"That - is very weird. If you don't mind my asking - what do you do in the dreams where - you are her?"
"All kinds of - stuff. Learn servantmaking, like my teacher isn't on my case about that enough while I'm awake - I like hers better, it's always the same lady, just in one dream Aly's seven and in another she's twelve and then she's eight, you know. Read books, which oddly enough don't collapse like a handful of wet sand when I wake up - I mean, I haven't found copies of the books in real life, but I can still more or less remember them as having plots and content, at least whatever part I dream through. Puppet a little scooter to get around. That's how I got the idea for the chair, actually, although it's a golem."
There is a long, long pause from Aydanci. Then, abruptly: "What are the three questions?"
"I would never. I have left my wife's alone, even if she's been gone for - what, almost eighteen years now," he says, sort of testily and vaguely insulted. "So no. That is not the sort of thing I do. Ever. Are you in the chair because you're clumsy?"
"Your wife's one thing, a stranger is another, for some people - and - yeah? I mean, it's also faster and less tiring than walking, but - yeah."
(He doesn't dare hope that it's not a joke. Not yet.)
"Why the hell would I - the magpie landed on me before I even looked at you. You checked yourself I didn't co-opt him. What conceivable motive would I have, anyway, stalking some poor widower to claim to have - what, prophetic-after-the-fact dreams -?"
Kib suddenly squints at Aydanci.
"And - was there - a solar eclipse, when Aly was - twenty-three? - and if there was one where were you?"

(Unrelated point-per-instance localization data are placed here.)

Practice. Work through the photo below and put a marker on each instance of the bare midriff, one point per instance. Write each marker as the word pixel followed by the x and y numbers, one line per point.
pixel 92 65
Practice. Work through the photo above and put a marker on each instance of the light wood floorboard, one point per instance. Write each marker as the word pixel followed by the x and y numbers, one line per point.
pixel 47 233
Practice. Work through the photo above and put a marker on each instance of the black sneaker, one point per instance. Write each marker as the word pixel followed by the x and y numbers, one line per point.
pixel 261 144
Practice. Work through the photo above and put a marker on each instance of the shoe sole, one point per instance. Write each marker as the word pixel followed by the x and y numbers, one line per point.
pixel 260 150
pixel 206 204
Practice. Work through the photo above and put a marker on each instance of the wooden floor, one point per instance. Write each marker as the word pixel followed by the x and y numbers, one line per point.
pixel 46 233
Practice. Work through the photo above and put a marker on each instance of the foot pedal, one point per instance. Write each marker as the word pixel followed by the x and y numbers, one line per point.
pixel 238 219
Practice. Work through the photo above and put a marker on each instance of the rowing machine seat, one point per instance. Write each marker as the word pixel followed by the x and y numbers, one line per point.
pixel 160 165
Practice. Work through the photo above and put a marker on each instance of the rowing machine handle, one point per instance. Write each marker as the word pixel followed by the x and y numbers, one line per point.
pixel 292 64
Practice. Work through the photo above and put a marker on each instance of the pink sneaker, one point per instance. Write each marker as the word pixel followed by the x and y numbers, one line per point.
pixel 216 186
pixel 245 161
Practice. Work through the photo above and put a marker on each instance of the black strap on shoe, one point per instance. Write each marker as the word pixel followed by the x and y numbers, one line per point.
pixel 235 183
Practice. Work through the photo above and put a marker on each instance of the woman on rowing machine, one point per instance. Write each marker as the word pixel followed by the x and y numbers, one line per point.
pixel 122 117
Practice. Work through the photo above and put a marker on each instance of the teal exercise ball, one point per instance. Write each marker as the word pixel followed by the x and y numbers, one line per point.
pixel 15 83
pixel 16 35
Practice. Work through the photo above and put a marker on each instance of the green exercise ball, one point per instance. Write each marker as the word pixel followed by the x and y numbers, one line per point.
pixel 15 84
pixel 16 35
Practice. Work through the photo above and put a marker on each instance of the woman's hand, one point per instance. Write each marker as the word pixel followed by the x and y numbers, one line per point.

There's something sort of bitter, in that statement. She caught the pox, shortly after. (Fuck the pox. If she had to die, if she had to be taken from him with nothing he could do to help her, let it have been a death actually fucking worthy of her.)
Kib swallows, and pets the magpie on his knee.
"One to start, one who can already read and wants to servantmake for any reason better than 'you can make a lot of money at it'...?"
"And then if that ones goes well, others after, when we know the ropes a bit better and can more confidently weigh what we do and do not want in apprentices."
"And somewhat emotional. For me, anyway, it probably isn't so - close to home and personal for you."
He looks somewhere between 'wants to cry,' 'wants to hug Kib,' and 'desperately holding onto whatever dignity he has left.'
"I mean - not yet, it's not, I admit that, but - the first time I had an Aly dream a month went by before I had the next one and these days I'm having two or three a week."
"...It depends what happens in them? Not usually. The being a girl part is weird conceptually but not while it's happening, she's - accustomed."
And Aydanci has run out of things to say that aren't, 'My wife is apparently back from the dead in the guise of a man and all I want to do is scoop him up and kiss him.' He will not be saying that one just yet. Or possibly ever.
"It'll be eighteen years since the stork dropped me this autumn," adds Kib. "When...?"
"The autumn. It - she was sick for quite a long time before then, months, but that was - when. Do you want the specific date? I try not to think about it -"
"I don't know how this works, I don't know if it'd even be meaningful, don't - stress out about it," says Kib quickly. "I don't know what's - happening to me."